Stachybotrys chartarum was first recognised as a cause of disease by Russian scientists in 1938, when they reported a serious and sometimes fatal condition in horses fed with mouldy hay or straw.
In the 1990s 37 cases of pulmonary haemorrhage in infants were reported in Ohio (US), leading to 12 deaths. There was an association with water-damaged buildings and Stachybotrys chartarum was thought to be the likely cause.
Stachybotrys chartarum can cause ill health not just by triggering allergic reactions, but also via the production of toxic products (mycotoxins) which harm our body tissues.
Although not everybody exposed to damp buildings is adversely affected, the risk to health is real and some individuals (including infants, children, asthmatics and the elderly) are at higher risk.
Tenants are much more likely to be affected by this problem as they do not have the authority to initiate the remedial works that would eliminate dampness. About 3-4% of social homes in England are affected by “notable” mould and damp. There is also a significant problem in the privately rented sector.
Landlords and social housing providers often have been slow to respond to complaints about damp mouldy dwellings, and have sometimes blamed the tenants for causing this problem. Blaming the tenants could be a ploy to avoid the necessary remedial work.
A 2021 report from the Housing Ombudsman Service (HOS), titled It’s Not Lifestyle, has called for an end to this blame culture and has emphasised the need for a more proactive approach by landlords.
The HOS report includes a number of case studies highlighting how difficult it can be to pinpoint the exact cause of the dampness. Landlords would benefit from detailed policies and from ensuring that their staff and contractors have appropriate expertise.
There are a number of websites describing what could be the causes of dampness and the remedial actions that could be undertaken by both landlords and tenants. The websites of the Energy Saving Trust, webmd (Moisture and Mold problems) and the charity Shelter are good starting points.

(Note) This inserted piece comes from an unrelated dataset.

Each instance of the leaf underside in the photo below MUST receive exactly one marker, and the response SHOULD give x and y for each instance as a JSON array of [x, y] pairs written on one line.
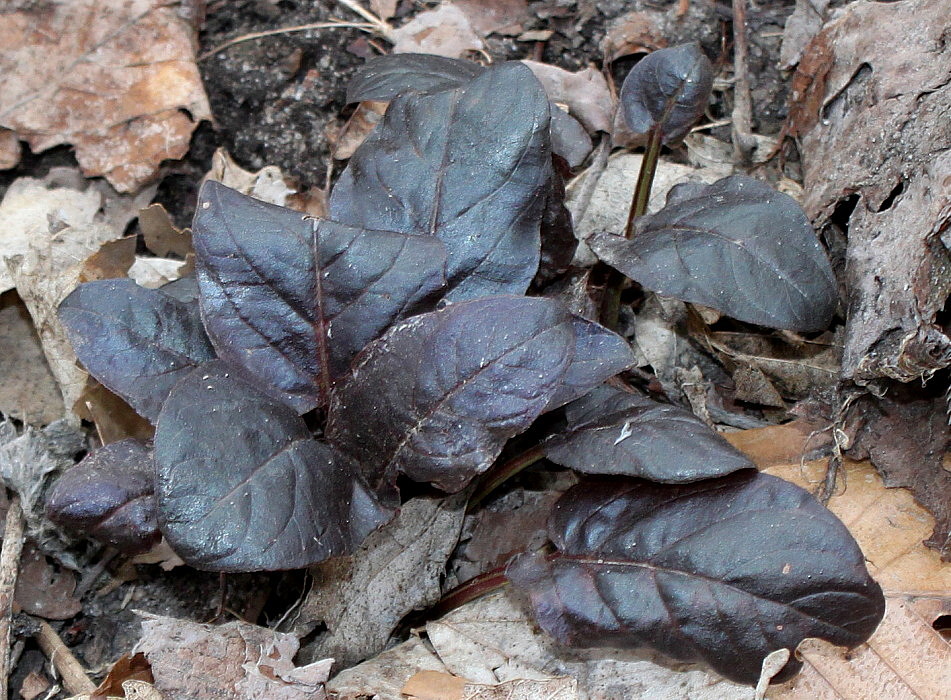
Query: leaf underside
[[242, 486], [470, 166], [439, 394], [723, 571], [290, 299], [137, 342], [738, 246]]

When there are no structural defects, condensation is usually the problem. In some way it is true that residents are the cause of condensation as it is human activities (breathing, bathing, cooking, drying clothes) that generate much of the humidity. However, blaming tenants is usually wrong, because buildings with adequate insulation and ventilation should not suffer from condensation.
The coroner’s report related to the death of Awaab Ishak pointed out that the mould growth had been incorrectly attributed to “family lifestyle” whereas updated information on the health risks relating to damp and mould was not available to the housing sector. Awaab Ishak’s home was part of an ageing housing stock: it did not seem to have structural defects, but the windowless bathroom did not have an effective extractor fan, whereas the kitchen had no extractor fan at all.
Health is not just affected by poor housing but also by exposure to pollution, or harmful chemicals, by poor sanitation and by climate change. As much as 24% of all deaths worldwide are attributed to the environment. There are lots of opportunities for prevention, provided there is political will.